Kürzungen im Verteidigungshaushalt und die Struktur-Debatte um die Bundeswehr ermöglichten den Unionsparteien ihre politische Profilierung. Allerdings wurde der Union vorgeworfen, in ihrer Regierungszeit dieses Thema vernachlässigt zu haben.

Einleitung

Im Verlauf der neunziger Jahre hat sich die Rolle der Bundeswehr grundlegend gewandelt. In kleinen und wohlerwogenen Schritten gelang es der Bundesregierung und insbesondere Verteidigungsminister Volker Rühe, sowohl innerhalb der Streitkräfte als auch in der Öffentlichkeit Verständnis für militärische Einsätze jenseits der Landesverteidigung und außerhalb des Bündnisgebietes zu schaffen. Gleichzeitig wurde aber eine grundsätzliche Debatte über die Konsequenzen dieses Wandels etwa für die Struktur der Streitkräfte und ihr Selbstverständnis oder für die Zukunft der Wehrpflicht vermieden.

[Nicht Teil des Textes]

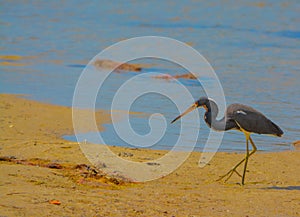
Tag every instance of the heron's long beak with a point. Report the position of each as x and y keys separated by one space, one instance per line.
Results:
x=194 y=106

Mit dem Regierungswechsel im Herbst 1998 gewann die Frage nach den künftigen Aufgaben der Bundeswehr eine neue Dynamik. Zunächst ließ Verteidigungsminister Scharping nach seiner Amtsübernahme einen offeneren Führungsstil erkennen und erlaubte damit ein freimütigeres Meinungsklima in den Streitkräften, das von breiten Teilen der Bundeswehr als überaus positiv empfunden wurde. Geradezu als Ausweis für diese neue Diskussionsbereitschaft berief der Minister eine unabhängige und überparteiliche "Kommission zur gemeinsamen Sicherheit und zur Zukunft der Bundeswehr", die sich der Frage der künftigen Ausgestaltung der Bundeswehr umfassend widmen sollte.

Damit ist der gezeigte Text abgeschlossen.